In seinen eigenen Worten:
„Unmittelbar vor dem Arbeiteraufstand 1953 wurde ich einen Tag vor dem Abitur als „Feind der Republik“ vom Gymnasium relegiert. Die Mitschüler wurden aufgefordert, jeden Kontakt mit mir abzubrechen. Als ich die Aula der Magdeburger Humboldt-Schule verließ, wendeten sich die aufrechten unter den Lehrerinnen und Lehrern in hilflosem Schweigen ab.
In der christlichen Kirche war man hingegen so frei, das erdrückende Schweigen und den sich immer stärker bemerkbar machenden Zwang zur Lüge zu durchbrechen.
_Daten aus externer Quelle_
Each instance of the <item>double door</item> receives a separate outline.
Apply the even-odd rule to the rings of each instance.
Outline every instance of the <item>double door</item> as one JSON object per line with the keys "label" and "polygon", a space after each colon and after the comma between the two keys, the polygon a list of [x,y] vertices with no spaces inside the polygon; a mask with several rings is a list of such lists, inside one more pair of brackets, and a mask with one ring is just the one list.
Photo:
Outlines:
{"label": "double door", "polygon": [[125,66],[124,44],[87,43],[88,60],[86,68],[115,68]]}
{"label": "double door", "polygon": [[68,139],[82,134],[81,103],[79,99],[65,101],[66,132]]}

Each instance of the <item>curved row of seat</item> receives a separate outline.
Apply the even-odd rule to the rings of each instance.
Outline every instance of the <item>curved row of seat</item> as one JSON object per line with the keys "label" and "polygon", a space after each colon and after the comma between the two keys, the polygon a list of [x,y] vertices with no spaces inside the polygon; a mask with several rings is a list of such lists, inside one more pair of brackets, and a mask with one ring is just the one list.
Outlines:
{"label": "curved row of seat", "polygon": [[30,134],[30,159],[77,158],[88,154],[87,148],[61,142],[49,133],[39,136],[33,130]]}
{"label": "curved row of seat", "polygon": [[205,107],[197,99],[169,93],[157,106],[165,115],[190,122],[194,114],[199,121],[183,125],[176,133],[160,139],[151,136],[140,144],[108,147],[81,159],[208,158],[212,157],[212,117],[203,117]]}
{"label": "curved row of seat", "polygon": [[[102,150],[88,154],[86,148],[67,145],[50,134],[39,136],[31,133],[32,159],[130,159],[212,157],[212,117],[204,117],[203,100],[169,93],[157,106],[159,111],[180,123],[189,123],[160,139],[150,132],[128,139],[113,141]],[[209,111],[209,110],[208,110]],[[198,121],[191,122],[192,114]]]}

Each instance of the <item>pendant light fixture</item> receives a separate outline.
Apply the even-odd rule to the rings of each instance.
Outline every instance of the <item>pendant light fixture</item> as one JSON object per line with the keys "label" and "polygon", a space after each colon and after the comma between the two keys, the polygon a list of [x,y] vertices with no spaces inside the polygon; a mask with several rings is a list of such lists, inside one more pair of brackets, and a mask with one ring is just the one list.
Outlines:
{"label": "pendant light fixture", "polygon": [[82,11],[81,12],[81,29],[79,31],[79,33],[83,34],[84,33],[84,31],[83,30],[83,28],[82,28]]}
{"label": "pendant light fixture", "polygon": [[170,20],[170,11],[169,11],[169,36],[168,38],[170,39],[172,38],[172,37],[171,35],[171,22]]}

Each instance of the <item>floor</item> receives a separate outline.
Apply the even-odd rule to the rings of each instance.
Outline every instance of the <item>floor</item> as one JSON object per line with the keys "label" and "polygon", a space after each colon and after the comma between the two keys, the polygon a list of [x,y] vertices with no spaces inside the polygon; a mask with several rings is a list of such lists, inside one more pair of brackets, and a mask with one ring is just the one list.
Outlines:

Hier wagte man es, die Wahrheit des Evangeliums zu bezeugen, und zwar konkret in der politischen Situation so zu bezeugen, dass die befreiende Kraft dieser Wahrheit auch sehr weltlich, auch sehr politisch erfahrbar wurde. `Ihr werdet die Wahrheit erkennen und die Wahrheit wird euch frei machen.´ (Joh 8,32) Dieser Satz des neuen Testamentes ist mir seitdem einer der liebsten.“
Wir sehen: es ist kein Zufall, dass das Verhältnis von Wahrheit und Freiheit den späteren theologischen Werde- und Gedankengang Eberhard Jüngels geprägt hat.
Wir sehen: die DDR hat wider ihren Willen die Theologie stark gefördert.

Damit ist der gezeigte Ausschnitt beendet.